Leserinnen und Leser der WerbeWoche, der Schweizer Illustrierten
und von Tele haben die Launchkampagne des alkoholfreien Bieres von
Cardinal zur Kampagne des Jahres gewählt. Die Wahl der beliebtesten
Kampagne als gemeinsame Aktion der drei Zeitschriften fand bereits
in zweiter Auflage statt. Die Ermittlung der Lieblingskampagne durch
ein erweitertes Lesepublikum ist eine Ergänzung zum wichtigsten
Branchenevent, Werber des Jahres - dieser Titel wird jeweils im
Januar dem kreativsten Kopf der Branche für dessen Leistungen
verliehen.
Die Kampagne
für Cardinal ist von der Genfer Agentur Simko konzipiert und
gestaltet worden. Im 35-Sekunden-Spot sitzen zwei Eulen zu nächtlicher
Stunde auf dem Fensterbrett einer Spelunke und wundern sich, dass
die jungen Leute im Innern der Beiz auch ohne Alkohol fröhlich
sein können. Den Eulen gefällts. Sie bleiben sitzen und
festen mit, wie es sich für richtige Nachtvögel gehört.
Pro Infirmis
und Migros geehrt
Mit der Silbermedaille
zeichneten die Leser der drei Zeitschriften eine Imagekampagne der
Pro Infirmis aus.
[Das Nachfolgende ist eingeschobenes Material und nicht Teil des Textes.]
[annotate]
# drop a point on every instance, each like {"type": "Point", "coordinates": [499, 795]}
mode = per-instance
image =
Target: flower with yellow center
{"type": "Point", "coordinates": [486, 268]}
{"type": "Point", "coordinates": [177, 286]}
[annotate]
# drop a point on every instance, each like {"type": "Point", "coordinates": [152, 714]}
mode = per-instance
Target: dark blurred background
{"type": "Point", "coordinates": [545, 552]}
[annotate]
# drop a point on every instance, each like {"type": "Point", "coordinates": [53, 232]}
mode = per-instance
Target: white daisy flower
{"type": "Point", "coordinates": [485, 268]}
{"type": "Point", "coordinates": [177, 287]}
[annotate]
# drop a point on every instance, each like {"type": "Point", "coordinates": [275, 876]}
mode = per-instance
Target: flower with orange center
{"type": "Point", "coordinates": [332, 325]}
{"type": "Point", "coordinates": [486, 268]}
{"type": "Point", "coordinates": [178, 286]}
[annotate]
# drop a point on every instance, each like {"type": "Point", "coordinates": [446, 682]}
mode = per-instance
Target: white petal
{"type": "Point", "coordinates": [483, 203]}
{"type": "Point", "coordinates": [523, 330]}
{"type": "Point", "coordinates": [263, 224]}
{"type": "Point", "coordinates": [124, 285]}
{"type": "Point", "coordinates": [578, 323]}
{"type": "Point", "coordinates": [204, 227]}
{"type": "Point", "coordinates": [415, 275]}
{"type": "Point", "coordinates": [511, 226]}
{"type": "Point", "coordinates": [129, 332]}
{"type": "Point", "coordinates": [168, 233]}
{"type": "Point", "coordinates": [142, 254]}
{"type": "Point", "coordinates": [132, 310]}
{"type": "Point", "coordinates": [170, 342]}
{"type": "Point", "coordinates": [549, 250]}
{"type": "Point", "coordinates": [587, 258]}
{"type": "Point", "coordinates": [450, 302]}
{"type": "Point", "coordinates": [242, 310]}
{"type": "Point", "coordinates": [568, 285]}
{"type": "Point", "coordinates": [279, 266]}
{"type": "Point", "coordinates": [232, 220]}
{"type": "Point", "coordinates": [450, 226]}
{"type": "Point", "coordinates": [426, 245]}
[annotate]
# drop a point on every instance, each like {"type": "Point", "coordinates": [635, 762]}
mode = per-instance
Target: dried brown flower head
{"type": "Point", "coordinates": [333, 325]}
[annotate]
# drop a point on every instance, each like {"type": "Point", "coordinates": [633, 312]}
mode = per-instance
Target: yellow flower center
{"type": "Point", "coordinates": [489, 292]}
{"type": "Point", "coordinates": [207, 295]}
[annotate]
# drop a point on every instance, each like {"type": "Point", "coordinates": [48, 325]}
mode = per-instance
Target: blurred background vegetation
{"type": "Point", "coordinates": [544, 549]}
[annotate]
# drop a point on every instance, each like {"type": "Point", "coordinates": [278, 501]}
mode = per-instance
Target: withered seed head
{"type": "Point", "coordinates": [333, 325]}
Werber Alfredo Briccola hat in dieser Sensibilisierungsaktion
zusammen mit der Agentur Metzgerlehner Worldwide in Erlenbach die
"Normalität" einer Behinderung aufzeigen wollen.
Väter und Mütter lassen sich mit ihren behinderten Kindern
auf dem Arm fotografieren. Der Slogan dazu: "Wir lassen uns
nicht behindern."
Zur drittbesten
Kampagne des Jahres 2002 wurde die Migros-Kampagne für die
Expo.02 gewählt. Die Plakate mit dem fehlenden orangen "M",
das sich vorübergehend im Migros-Pavillon an der Landesausstellung
aufhält, sowie die Spots, in denen Darsteller das "M"
nicht aussprechen können, wurden von der Zürcher Agentur
Publicis entwickelt.
Die Kampagne
für Cardinal erreichte 18 Prozent der Stimmen, Pro Infirmis
17 und das fehlende M der Igros 12 Prozent.